How to create a Scrapy spider

Creating a Scrapy spider turns a project from shared settings into a crawler that can request pages, parse responses, and export items under one reusable spider name. That is the point where selector tests become a repeatable crawl that can be run again with scrapy crawl.

Inside a project, scrapy genspider writes a new spider class into the module named by NEWSPIDER_MODULE and seeds the file with name, allowed_domains, start_urls, and an empty parse() callback. Running it from the directory that contains scrapy.cfg keeps the new spider under the same settings, middleware, export defaults, and throttling rules as the rest of the project.

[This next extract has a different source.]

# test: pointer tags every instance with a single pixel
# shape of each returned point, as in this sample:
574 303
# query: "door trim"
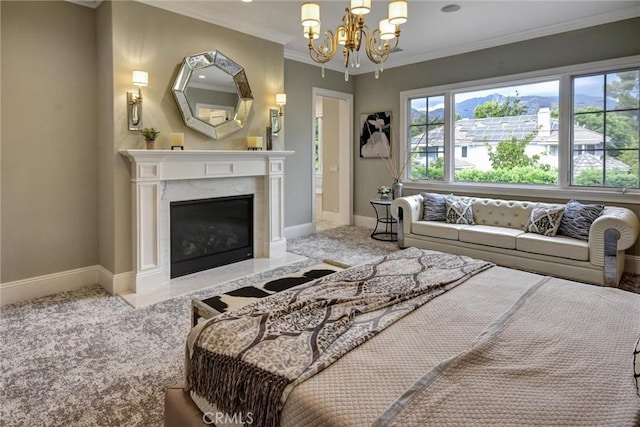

The spider name must stay unique inside the project, and the generated file is only a starting point until parse() yields items or follow-up requests. Current project templates still enable ROBOTSTXT_OBEY = True, so the first crawl may request /robots.txt before the target page and skip paths that the site disallows.

Steps to create a Scrapy spider with scrapy genspider:

  1. Change to the Scrapy project root that contains scrapy.cfg.
    $ cd /home/user/quotesbot

    If the project does not exist yet, create it first. Related: How to create a Scrapy project

  2. Read the configured spider module path so the new file lands in the expected package.
    $ scrapy settings --get NEWSPIDER_MODULE
    quotesbot.spiders

    scrapy genspider writes the spider class into this module when the command runs from the project root.

  3. Generate the spider scaffold with a unique name and the first target URL.
    $ scrapy genspider quotes https://quotes.toscrape.com/
    Created spider 'quotes' using template 'basic' in module:
      quotesbot.spiders.quotes

    scrapy genspider accepts either a bare domain or a full URL. Use -t crawl only when the new spider should start as a CrawlSpider template instead of the default basic spider.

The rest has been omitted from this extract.